S. Veloo

Personal information
- Full name: Veloo a/l Sinnathamby
- Date of birth: 9 November 1966 (age 58)
- Place of birth: Johor, Malaysia

Team information
- Current team: Mokhtar Dahari Academy (team manager)

Managerial career
- Years: Team
- 2006–2009: Penang
- 2010–2012: USM
- 2012–2014: Blackburn Rovers Football Academy
- 2015–2015: Penang FA U21
- 2016–2017: Sarawak FA
- 2018–2019: NFDP
- 2020–2022: Mokhtar Dahari Academy
- 2023–: Mokhtar Dahari Academy

= S. Veloo =

Malaysian football manager

Veloo a/l Sinnathamby, better known as S. Veloo, (born 9 November 1966) is a Malaysian football manager.

==Career==
Veloo has coached in various levels in Malaysia, such as Johor state school football team, MASUM (Malaysian University Sports Council), and the Football Association of Malaysia academy in Penang. He had been an assistant coach in Penang FA since 2006. He later was appointed the head coach of USM FC. In the 2010 Malaysia Premier League, the university club finished ninth out of 12 teams. The next season was better for Veloo's team, finishing 6th out of 12 teams, barely missing the play-off spot to the 2011 Malaysia Cup tournament.
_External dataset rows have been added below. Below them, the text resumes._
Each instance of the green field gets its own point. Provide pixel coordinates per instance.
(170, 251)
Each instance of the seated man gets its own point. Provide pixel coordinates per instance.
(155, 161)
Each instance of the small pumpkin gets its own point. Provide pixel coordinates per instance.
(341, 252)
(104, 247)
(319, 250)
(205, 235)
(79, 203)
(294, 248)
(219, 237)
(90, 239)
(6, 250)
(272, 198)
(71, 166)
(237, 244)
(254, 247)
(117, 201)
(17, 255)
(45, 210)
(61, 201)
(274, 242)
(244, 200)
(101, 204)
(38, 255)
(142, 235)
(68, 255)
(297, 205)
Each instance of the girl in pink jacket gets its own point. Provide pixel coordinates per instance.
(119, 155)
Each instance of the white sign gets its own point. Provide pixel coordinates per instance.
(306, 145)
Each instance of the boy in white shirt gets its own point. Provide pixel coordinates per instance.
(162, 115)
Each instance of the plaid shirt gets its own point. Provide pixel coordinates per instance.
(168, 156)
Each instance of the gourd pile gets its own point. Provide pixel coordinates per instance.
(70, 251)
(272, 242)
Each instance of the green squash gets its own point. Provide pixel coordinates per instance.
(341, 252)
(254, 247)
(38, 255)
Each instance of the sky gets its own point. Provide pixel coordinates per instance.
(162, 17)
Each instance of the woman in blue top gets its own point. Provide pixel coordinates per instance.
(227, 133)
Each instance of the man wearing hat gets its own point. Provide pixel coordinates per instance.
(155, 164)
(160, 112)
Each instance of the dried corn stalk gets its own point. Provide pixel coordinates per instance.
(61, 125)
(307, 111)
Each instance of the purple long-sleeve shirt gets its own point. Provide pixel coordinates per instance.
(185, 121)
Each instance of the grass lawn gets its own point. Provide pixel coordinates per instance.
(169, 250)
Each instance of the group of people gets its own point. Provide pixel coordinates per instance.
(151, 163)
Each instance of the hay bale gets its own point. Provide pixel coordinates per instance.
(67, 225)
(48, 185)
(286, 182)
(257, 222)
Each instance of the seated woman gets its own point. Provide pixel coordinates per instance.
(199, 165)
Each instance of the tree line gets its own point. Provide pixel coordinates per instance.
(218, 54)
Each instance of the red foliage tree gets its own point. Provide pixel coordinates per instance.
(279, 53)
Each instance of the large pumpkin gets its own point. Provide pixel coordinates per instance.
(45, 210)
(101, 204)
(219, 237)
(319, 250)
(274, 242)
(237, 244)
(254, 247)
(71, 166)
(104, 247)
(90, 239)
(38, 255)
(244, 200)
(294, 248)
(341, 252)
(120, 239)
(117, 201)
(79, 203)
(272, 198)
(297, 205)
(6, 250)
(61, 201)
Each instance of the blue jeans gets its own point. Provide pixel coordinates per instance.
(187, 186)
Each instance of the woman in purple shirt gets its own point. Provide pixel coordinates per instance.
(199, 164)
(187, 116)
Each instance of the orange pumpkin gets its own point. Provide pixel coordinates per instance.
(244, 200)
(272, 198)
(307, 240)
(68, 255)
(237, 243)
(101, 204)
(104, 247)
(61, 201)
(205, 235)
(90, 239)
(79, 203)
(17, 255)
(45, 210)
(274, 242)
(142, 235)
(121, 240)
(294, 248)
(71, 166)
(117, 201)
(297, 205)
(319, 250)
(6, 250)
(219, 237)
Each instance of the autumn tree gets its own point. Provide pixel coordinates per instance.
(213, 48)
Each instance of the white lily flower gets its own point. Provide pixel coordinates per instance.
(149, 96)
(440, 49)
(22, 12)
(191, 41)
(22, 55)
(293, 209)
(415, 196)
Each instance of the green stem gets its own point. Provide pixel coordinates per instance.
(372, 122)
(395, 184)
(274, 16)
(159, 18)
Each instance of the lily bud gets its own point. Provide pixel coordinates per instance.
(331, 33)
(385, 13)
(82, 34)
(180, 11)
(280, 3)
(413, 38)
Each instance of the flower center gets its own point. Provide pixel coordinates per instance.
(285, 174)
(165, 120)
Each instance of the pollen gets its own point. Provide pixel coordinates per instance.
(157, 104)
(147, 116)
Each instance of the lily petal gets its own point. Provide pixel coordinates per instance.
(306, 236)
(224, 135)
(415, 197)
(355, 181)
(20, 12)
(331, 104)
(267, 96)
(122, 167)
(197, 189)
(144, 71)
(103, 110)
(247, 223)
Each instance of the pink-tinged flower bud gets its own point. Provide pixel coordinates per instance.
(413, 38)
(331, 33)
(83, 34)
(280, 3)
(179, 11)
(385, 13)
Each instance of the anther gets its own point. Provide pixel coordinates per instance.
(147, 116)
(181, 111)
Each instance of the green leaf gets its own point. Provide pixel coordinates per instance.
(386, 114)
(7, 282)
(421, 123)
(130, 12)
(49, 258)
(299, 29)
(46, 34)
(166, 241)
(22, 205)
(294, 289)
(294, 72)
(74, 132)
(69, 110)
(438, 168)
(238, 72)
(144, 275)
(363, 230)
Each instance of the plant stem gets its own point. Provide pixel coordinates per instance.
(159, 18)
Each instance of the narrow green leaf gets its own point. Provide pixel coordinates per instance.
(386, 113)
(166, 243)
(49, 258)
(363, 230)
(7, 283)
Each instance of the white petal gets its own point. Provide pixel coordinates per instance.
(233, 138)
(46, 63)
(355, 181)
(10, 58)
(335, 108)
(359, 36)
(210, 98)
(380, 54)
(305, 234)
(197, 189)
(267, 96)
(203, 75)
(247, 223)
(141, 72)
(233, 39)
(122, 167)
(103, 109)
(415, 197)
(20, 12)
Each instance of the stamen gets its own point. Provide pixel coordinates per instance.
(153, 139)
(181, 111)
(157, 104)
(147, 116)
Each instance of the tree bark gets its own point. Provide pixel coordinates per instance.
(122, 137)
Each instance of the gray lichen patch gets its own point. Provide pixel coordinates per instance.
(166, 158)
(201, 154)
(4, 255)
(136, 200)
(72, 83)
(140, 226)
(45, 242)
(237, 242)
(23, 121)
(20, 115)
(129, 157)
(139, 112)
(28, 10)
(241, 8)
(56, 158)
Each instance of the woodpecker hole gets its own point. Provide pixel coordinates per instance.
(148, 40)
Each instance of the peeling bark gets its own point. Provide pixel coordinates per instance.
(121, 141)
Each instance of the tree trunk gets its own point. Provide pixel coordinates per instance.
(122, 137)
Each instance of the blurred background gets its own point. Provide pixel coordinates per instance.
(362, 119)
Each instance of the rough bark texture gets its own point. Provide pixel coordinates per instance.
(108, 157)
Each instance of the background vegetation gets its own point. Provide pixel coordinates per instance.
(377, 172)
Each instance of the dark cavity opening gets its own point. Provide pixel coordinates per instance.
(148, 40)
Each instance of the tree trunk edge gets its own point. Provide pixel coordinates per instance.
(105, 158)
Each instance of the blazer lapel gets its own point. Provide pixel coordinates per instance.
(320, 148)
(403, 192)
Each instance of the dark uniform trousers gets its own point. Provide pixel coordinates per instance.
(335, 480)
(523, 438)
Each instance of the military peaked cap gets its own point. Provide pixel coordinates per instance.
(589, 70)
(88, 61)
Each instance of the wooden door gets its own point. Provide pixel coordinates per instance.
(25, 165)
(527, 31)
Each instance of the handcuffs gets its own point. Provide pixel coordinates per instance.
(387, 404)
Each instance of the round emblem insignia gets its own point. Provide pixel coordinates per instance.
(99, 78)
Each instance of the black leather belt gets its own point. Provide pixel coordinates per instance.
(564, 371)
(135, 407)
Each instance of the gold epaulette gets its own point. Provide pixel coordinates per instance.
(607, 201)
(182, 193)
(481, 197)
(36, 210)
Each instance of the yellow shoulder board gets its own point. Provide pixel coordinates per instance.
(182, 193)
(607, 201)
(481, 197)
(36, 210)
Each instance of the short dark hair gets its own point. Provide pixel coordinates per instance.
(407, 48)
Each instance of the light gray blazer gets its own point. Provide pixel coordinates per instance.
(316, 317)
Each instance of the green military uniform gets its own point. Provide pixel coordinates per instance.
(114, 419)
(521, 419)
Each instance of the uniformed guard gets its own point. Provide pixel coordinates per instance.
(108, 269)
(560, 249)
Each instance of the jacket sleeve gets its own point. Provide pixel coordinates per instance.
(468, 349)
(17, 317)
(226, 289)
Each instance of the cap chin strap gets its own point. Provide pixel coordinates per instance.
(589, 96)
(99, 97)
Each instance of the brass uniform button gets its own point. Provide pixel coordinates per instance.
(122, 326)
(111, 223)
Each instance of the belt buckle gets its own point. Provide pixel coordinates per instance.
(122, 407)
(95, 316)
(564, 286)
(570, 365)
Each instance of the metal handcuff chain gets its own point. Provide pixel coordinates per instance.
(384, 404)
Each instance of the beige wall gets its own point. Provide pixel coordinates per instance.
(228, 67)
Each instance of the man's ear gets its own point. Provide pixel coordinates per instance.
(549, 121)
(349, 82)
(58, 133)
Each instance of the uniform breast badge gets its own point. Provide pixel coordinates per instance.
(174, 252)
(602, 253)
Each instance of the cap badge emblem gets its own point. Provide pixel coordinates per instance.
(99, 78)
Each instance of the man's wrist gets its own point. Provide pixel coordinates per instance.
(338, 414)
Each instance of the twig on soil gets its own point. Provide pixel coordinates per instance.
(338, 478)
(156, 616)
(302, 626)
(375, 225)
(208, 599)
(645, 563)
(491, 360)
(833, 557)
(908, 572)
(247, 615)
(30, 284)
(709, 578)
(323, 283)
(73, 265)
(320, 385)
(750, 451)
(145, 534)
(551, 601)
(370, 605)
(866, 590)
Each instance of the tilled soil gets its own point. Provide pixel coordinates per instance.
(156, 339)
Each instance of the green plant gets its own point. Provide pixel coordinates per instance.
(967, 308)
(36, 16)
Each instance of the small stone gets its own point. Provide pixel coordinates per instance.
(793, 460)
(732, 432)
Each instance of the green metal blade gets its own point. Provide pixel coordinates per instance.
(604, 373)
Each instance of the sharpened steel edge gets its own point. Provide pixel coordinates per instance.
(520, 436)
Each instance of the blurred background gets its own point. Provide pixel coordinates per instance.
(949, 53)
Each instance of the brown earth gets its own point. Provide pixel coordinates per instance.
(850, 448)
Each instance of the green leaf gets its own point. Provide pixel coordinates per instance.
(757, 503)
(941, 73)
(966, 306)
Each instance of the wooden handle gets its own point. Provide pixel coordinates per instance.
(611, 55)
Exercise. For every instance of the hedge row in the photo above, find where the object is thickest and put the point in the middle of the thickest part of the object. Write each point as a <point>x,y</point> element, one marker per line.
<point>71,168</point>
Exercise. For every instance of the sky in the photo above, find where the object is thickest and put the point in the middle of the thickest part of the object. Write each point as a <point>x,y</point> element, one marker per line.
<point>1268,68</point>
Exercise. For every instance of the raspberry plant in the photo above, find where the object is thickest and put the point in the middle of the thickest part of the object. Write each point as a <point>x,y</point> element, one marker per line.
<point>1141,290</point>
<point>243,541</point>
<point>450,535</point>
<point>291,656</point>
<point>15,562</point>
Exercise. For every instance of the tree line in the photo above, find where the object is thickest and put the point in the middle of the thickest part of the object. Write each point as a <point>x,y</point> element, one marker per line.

In the 2012 Malaysia Premier League campaign, the team consolidated their place in the league with another mid-table finish, again at 6th place. Veloo also guided the team into the round of 16 of the 2012 Malaysia FA Cup, beating Pos Malaysia FC in the round of 32. They were beaten by eventual finalists Sime Darby FC. After a year at NFDP, he joined Mokhtar Dahari Academy as the U17 coach. He has since moved to the team manager position.